(image via newsletter)
I love mail. I love sending mail, I love receiving mail (minus credit applications, I’m not made of money you fools). I’ve always loved the idea of pen-pals, and the idea of a mail man on foot. There is something genuine and old-fashioned about mail, it says, “I was thinking about you and think you are totally worth this stamp and the envelope it’s on.” So, when Jacey and I moved to Raleigh and were officially living together I started sending Christmas cards in mass quantities every year. We were away from family and friends that we’d grown to know and it just seemed like an adult thing to do, sending Christmas cards.
I was never the type to just sign our names in cards, I was always an updater, writing in every card all the details of our lives to keep everyone up to date. For the first two years I didn’t mind the hand cramps, I took it as a Christmas right, the hand cramp and indentation where the pen would dig into my middle finger. Then when we got engaged and more was happening I had enough, to the point were one year I thought, “This is too much.” At the time, a co-worker of mine introduced me to the idea of a Holiday Newsletter. Suddenly, I was un-Grinched. This Newsletter idea was brilliant. What was more brilliant was that I was apparently the last one on the train because when I went looking for Newsletter templates they were all over the place.
I finally found one that I liked. This is actually exact template I use and update every year: holiday template. This past year was our third year sending it out and I can confirm as someone who loves sending mail, that I actually look forward to putting this together every year! It is a great way to not only update your family and friends, but personally it is great to reminisce and look back on the year.
This is how we format our Newsletter:
1. A main content area where we talk about major changes, our jobs, and what we are looking forward to in the coming year.
2. A smaller section where we highlight the biggest event of our year. A year ago we talked about our wedding and linked the page to our wedding photos. This year I wrote about my trip to China.
3. In a smaller section we list all of the concerts, plays, or trips we made.
4. 2-3 pictures (small-scale). Just so our family doesn’t forget what we look like if we haven’t seen them in a couple of months!

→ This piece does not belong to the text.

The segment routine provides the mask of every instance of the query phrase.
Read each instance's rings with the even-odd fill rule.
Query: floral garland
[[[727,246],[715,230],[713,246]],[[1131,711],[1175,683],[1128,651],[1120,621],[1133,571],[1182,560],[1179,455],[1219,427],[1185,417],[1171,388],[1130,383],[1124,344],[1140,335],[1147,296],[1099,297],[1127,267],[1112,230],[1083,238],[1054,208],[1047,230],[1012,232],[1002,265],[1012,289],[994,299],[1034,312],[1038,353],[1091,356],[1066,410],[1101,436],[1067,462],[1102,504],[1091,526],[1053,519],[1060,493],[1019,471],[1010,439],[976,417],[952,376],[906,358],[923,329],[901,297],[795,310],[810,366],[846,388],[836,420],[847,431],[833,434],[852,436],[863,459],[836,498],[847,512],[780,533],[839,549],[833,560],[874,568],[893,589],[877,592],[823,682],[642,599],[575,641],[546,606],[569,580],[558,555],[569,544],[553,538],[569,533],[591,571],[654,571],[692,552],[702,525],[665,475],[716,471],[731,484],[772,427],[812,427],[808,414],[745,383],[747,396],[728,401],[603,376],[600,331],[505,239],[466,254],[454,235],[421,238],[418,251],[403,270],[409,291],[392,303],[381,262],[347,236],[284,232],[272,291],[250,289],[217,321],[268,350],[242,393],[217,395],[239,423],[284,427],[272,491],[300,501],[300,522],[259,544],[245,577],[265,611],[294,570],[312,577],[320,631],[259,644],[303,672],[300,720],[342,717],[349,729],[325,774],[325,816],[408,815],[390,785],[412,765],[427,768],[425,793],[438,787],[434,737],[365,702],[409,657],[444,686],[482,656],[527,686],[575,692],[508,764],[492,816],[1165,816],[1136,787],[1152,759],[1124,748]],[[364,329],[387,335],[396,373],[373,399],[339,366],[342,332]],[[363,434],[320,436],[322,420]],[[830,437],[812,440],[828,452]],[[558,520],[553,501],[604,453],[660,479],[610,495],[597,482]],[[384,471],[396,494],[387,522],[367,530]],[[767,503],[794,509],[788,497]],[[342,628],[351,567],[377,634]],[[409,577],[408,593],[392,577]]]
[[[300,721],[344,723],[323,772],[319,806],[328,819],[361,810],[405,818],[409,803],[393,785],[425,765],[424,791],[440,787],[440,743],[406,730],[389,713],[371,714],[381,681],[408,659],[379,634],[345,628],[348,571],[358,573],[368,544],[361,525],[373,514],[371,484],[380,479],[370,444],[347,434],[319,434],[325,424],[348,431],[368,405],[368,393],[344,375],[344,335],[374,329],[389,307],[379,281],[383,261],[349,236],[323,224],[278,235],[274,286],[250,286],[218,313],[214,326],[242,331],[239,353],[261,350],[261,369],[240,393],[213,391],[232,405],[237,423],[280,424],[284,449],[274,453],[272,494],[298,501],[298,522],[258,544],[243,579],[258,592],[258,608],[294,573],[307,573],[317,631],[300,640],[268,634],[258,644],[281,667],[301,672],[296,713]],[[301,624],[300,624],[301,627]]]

Not only have I been able to avoid carpel tunnel syndrome, but this year I really got to thinking about family traditions. It was fun to go back and read what I wrote the last two years. I look forward to being a granny and my grandkids reading these and saying, “Wow, Granny, it took you 24 hours to fly to China when you were in your 20’s? That is so old-fashioned, now that teleporters exist.” Or something like that. Newsletters are also great for the procrastinators or those that don’t necessarily celebrate Christmas. We tend to write “Happy Holidays” for our non-Christmas celebrators. Also, if you ever get lazy and I couldn’t send the Newsletter until after the holidays, you’re covered!
For those that haven’t sent one yet this year, it’s not too late! The fam wants to hear how you’re doing, it’s the least you could do.